This Sunday is the UN’s International Day of Forests, and the theme this year is “Forest restoration: a path to recovery and well-being”. This theme captures a range of environmental and social issues that require healthy forests as a solution. Climate change, biodiversity loss, Indigenous Peoples’ rights and sustainable development are just a few issues that are directly impacted by deforestation.
The UN estimates a loss of 10 million hectares of forest annually. This puts the 1.6 billion people that depend on forests for food, shelter, energy, medicines and income at risk; it threatens the 80% of terrestrial species that call forests home; and it is responsible for between 12-20% of global greenhouse gas emissions that contribute to climate change.
It’s clear that we need healthy forests for a living future, and a key to healthy forests is management. The Forest Stewardship Council is an international not-for-profit that promotes responsible forest management. Their approach to product and forest certification is closely aligned with the holistic philosophy of the Living Building Challenge.
To celebrate this International Day of Forests, we asked FSC ANZ to share a little more about what they do to save forests and how built environment professionals can help.
What is FSC?
The Forest Stewardship Council (FSC) is a non-governmental, not-for-profit organisation.

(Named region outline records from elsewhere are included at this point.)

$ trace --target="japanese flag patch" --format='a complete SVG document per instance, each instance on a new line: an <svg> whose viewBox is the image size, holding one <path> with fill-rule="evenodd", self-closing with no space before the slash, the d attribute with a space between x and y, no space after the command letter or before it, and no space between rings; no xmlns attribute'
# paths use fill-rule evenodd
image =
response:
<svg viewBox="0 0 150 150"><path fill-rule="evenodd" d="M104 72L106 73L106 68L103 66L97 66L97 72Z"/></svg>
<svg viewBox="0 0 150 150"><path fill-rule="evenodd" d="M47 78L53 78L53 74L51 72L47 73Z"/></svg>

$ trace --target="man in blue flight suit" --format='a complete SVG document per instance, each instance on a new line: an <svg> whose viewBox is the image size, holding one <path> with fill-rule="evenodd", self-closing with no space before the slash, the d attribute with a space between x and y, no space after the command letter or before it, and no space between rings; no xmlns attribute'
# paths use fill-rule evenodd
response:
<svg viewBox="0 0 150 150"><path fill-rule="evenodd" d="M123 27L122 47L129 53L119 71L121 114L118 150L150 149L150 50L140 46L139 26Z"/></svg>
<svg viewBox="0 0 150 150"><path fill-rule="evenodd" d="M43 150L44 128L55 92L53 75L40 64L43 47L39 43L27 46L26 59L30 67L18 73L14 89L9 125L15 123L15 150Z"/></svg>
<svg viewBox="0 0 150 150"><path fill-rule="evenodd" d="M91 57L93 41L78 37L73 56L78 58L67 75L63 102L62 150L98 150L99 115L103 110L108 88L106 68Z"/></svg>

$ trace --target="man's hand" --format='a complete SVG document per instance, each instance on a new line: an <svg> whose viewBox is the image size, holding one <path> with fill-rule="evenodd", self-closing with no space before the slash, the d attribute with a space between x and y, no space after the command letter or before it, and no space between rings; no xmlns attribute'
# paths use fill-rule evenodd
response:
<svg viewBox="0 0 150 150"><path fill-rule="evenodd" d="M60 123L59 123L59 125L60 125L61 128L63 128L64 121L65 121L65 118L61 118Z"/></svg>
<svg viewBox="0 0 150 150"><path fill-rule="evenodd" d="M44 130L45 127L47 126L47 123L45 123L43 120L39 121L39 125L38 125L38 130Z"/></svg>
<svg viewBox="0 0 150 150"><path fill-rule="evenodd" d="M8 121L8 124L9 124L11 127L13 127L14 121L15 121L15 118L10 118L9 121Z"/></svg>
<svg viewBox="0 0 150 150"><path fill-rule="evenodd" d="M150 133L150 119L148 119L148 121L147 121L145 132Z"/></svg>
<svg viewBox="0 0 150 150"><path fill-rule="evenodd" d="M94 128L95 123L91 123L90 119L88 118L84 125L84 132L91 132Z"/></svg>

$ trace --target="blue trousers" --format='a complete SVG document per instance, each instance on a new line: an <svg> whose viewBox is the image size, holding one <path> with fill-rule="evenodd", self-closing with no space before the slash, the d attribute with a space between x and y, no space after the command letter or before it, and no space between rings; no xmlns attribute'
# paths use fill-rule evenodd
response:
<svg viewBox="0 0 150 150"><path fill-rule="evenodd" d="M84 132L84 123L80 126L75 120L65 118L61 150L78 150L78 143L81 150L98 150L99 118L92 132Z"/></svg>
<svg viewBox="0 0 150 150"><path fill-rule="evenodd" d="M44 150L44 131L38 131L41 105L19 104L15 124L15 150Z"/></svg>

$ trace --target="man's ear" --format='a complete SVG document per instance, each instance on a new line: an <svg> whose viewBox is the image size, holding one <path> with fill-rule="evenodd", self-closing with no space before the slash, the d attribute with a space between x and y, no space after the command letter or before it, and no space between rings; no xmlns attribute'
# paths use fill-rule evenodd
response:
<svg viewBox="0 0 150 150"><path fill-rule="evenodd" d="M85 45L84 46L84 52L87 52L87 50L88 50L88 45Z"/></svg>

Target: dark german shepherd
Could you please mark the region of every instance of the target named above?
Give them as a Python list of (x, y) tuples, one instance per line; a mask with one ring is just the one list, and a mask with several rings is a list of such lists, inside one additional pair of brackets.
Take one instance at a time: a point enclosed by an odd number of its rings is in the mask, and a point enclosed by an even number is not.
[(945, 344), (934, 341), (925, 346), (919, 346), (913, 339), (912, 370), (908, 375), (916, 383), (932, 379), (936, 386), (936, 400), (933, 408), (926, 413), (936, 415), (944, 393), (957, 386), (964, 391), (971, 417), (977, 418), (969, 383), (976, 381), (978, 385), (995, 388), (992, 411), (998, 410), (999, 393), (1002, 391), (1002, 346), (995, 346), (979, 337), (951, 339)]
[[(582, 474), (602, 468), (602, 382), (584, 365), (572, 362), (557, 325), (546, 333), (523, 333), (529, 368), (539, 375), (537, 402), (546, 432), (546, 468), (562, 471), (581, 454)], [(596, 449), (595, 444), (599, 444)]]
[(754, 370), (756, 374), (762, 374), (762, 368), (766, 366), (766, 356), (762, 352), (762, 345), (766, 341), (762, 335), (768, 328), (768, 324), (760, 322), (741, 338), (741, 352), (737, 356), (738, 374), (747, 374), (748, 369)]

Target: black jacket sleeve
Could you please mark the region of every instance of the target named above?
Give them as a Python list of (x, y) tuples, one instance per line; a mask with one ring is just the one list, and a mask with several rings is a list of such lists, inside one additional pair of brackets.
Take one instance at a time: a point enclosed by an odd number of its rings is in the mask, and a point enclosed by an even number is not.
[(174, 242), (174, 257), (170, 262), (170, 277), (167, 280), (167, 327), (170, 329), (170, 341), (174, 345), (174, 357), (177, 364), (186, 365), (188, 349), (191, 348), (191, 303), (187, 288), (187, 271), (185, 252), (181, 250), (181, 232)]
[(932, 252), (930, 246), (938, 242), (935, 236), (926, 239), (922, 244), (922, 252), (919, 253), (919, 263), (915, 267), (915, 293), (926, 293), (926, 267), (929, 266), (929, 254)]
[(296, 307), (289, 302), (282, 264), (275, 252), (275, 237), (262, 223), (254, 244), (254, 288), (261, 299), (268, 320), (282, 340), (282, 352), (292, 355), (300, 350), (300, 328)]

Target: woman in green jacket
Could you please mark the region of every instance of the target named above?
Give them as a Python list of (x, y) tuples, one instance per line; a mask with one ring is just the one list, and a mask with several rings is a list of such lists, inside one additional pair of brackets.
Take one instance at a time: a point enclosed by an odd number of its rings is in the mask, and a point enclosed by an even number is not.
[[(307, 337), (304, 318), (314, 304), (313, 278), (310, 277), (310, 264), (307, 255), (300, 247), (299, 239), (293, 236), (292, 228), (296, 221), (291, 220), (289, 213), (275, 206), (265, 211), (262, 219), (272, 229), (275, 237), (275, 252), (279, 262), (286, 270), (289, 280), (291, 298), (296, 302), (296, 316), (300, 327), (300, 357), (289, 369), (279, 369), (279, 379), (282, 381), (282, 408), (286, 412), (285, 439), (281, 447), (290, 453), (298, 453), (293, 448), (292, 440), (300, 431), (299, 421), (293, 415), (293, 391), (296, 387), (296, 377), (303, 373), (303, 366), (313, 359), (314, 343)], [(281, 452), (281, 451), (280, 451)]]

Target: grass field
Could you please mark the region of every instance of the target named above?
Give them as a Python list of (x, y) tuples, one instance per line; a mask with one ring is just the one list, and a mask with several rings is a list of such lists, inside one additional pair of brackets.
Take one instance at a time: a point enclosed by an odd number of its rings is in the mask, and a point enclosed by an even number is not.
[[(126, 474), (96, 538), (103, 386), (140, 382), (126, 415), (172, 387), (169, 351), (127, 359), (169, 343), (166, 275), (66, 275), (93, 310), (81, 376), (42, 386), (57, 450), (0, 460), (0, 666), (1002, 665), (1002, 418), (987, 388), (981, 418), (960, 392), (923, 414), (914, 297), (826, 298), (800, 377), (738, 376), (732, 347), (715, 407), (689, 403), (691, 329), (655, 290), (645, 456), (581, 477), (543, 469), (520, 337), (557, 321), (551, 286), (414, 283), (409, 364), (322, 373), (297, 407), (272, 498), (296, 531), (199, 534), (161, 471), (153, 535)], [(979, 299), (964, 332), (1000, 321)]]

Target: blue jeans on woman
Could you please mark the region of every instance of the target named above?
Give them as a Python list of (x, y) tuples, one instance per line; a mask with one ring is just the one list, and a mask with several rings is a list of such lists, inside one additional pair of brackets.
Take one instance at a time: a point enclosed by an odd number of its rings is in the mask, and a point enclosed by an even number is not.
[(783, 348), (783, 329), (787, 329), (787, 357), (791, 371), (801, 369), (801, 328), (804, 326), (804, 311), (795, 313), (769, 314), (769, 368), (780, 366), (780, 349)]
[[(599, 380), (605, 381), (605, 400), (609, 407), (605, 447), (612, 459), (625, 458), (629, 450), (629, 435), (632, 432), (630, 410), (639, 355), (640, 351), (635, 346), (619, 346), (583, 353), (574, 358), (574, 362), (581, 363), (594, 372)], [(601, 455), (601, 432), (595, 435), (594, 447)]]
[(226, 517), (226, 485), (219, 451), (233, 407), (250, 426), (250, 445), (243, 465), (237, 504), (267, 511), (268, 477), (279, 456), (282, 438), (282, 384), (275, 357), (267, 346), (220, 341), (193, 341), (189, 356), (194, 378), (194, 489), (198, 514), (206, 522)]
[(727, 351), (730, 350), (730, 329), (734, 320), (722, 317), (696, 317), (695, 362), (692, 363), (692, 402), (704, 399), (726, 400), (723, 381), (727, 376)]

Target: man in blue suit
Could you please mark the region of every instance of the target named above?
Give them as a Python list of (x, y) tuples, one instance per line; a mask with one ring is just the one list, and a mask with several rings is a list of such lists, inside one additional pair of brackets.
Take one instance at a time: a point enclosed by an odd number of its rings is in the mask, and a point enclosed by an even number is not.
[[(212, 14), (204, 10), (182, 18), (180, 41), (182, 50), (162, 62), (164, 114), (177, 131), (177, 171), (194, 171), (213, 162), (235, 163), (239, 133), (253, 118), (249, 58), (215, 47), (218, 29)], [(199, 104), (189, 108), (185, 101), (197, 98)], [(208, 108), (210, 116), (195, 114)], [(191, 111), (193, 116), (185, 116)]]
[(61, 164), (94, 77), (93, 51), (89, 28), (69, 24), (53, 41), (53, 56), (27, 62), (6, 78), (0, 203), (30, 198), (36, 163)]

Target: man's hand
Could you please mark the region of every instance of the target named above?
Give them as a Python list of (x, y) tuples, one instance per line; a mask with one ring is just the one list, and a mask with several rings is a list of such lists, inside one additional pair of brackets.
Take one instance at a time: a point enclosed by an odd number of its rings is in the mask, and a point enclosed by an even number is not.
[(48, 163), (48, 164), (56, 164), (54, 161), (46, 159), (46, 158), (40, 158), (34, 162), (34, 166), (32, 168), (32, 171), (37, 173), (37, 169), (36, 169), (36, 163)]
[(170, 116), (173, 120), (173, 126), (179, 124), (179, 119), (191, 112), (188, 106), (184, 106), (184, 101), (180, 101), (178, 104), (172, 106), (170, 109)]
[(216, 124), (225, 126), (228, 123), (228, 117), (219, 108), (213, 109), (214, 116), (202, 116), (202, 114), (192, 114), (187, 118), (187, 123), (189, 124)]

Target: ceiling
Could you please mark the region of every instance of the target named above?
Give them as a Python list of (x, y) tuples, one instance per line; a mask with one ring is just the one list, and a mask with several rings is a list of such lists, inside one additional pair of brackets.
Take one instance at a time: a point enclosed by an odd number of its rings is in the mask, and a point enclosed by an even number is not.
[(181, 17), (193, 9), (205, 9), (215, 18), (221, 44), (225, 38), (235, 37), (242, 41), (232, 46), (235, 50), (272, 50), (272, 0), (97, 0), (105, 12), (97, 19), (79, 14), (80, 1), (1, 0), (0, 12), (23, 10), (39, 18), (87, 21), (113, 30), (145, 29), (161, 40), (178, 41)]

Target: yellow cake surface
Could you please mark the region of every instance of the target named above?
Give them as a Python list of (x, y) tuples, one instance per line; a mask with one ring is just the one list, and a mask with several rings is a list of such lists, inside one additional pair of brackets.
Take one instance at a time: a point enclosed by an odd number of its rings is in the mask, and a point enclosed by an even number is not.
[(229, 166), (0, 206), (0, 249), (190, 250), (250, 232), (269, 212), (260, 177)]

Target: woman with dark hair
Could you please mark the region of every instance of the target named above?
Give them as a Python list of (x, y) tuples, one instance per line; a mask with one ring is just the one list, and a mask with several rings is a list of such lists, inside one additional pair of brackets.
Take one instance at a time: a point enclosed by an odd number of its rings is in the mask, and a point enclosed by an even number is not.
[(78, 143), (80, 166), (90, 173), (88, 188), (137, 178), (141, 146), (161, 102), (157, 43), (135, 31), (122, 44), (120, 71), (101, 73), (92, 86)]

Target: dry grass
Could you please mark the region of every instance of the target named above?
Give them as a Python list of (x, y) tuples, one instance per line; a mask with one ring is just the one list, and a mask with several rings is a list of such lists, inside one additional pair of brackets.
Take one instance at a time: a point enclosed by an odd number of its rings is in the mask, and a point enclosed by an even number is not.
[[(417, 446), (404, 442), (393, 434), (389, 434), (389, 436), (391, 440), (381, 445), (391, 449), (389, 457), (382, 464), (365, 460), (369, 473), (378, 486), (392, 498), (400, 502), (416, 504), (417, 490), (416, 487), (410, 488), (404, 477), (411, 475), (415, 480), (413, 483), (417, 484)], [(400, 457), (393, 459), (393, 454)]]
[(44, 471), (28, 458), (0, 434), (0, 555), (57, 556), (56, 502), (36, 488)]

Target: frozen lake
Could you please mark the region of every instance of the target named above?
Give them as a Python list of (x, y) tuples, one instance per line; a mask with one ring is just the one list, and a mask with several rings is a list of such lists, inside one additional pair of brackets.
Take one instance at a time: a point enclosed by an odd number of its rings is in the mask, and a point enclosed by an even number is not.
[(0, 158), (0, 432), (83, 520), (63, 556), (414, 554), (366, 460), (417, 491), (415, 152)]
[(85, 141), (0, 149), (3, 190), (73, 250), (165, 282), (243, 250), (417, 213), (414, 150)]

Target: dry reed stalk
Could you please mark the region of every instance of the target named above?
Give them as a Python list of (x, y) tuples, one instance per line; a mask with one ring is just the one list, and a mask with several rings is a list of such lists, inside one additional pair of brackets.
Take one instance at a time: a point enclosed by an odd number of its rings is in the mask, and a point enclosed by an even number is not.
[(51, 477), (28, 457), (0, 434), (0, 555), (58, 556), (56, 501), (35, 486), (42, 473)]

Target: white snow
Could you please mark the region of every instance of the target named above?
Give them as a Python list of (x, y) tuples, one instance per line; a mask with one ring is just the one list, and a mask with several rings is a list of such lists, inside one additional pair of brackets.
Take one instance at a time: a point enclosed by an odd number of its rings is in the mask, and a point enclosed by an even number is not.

FSC harnesses the power of the marketplace to promote the responsible management of forests by offering a voluntary certification scheme.
FSC is a membership organisation with a governance structure based on participation, democracy, equity, and transparency. It’s a unique forum where environmental, social, and economic stakeholders from around the world meet and, through consensus-based multi-stakeholder processes, define essential economic, social, and environmental criteria for forest management.
Widely accepted as the gold standard, FSC is your assurance that the wood and wood-based products you source meet the world’s most stringent forest management and sourcing standards.
How did FSC come to be?
The genesis of FSC can be traced back to the 1992 Earth Summit in Rio, which failed to produce a solution to curbing deforestation. In response, a group of businesses, environmentalists and community leaders came together to create the Forest Stewardship Council. The first gathering took place the following year at the first FSC General Assembly in Toronto, Canada. There, stakeholders set out to create a voluntary, market-based approach that would improve forest practices worldwide. This positioned FSC as an alternative to boycotts of forest products, which had proven to be counterproductive since they devalued forest land.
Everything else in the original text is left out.